With progressively lower interest rates, consumers kept the economy growing by consuming with borrowed funds, and debt has increased to levels never before seen in history (US public and private sector is debt is now close to an astonishing 260% of GDP, roughly quadrupled since 1982, and around 50% higher than before the Great Depression).

And when the private sector in 2008 eventually was unwilling to continue their loan financed consumption spree (even with interest rates close to 0%!), borrowing (and spending) was instead taken over by the US government, sold to the public as “Keynesian counter cyclical fiscal expansion”.

The Fed’s overly expansive monetary policy of the late 1980s, 1990s and throughout the 2000s, has not only created a massive debt overhang, but have also sustained artificially high domestic GDP growth rates (driven by the debt fueled consumption) and supported global confidence in the USD as a reserve currency. The rest of the world believing in the “almost supernatural” powers of the Fed (remember the t-shirts saying “in Greenspan we Trust”?) has contributed to overvaluing the USD vs the currencies of trading partners. This has in turn driven the US from being a manufacturing driven economy focused on production to a service driven economy focused on consumption (to put it simply, US cars became too expensive to produce, so people found work at Burger King instead).

Throughout all this time, the US public accepted the structural economic shift towards low-earning service sector jobs, as they were still able to keep consuming, financed by the progressively cheaper credit.

Back in the really old days “bread and circus” used to do the trick. Today it is all about “iPhones and Playstations”.

Greenspan was by some declared genius, but truth is that the policies undertaken by the Fed under his management have probably damaged the US economy more than ten nuclear disasters or a hundred terrorist attacks.

The Fed has acted similar to a doctor prescribing more heroin to cure abstinence symptoms stemming from heroin abuse. As time goes, the patient develops increased tolerance and needs higher and higher dosages to feel good. The last dosages administered are so extreme that they impose a threat to his life, and though no-one expects them to cure him, at least he may have a final hell-of-a-party before he must face the real underlying sources to his pain (that is, if he is lucky enough to survive. More about that in a previous article, “The Inflation Storm”).

Convergence to Normality

Today’s 40-year old fiat currency regime is only a blip in economic monetary history (spanning back thousand of years) and will soon make way for the next paradigm shift, which may well be a return to the gold standard and the abolishing of how central banks work today.
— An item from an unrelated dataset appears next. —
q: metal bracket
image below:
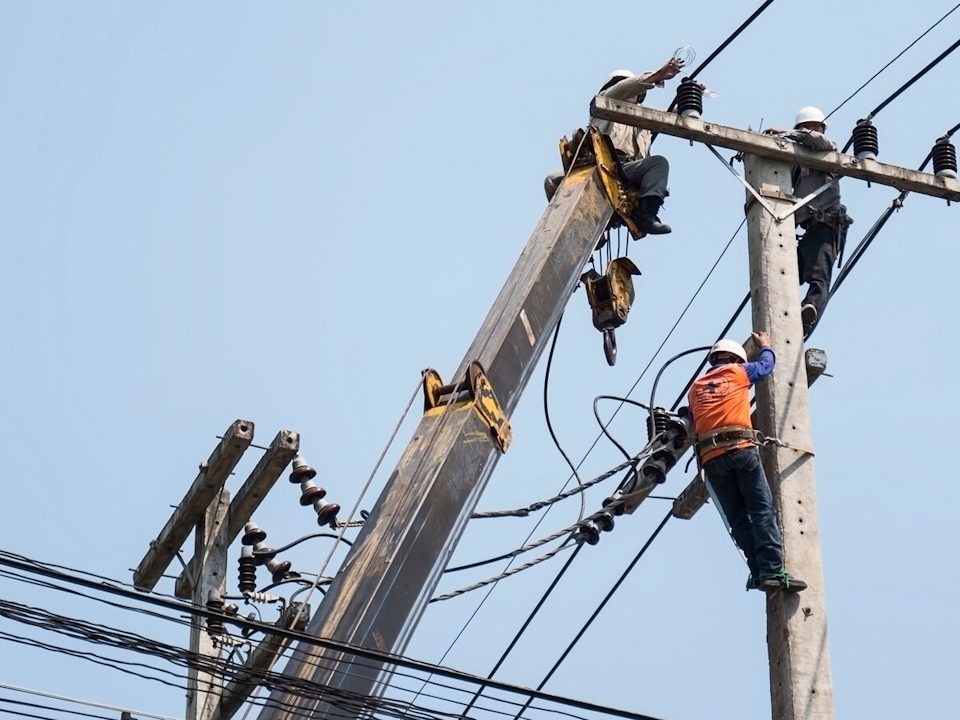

Central banks started out as simple reserve banks to ensure stability of commercial banks (which issued gold certificates, at the time the equivalent of money).

Somehow, potentially deluded by perceived progress of economic theory (or simply a case of bad memory following 30 years of post WW2 stability), their mandates grew to encompass tasks requiring superhuman wisdom, divine integrity and foresight…

Before we return to sanity, the next economic paradigm will be a bearparadigm.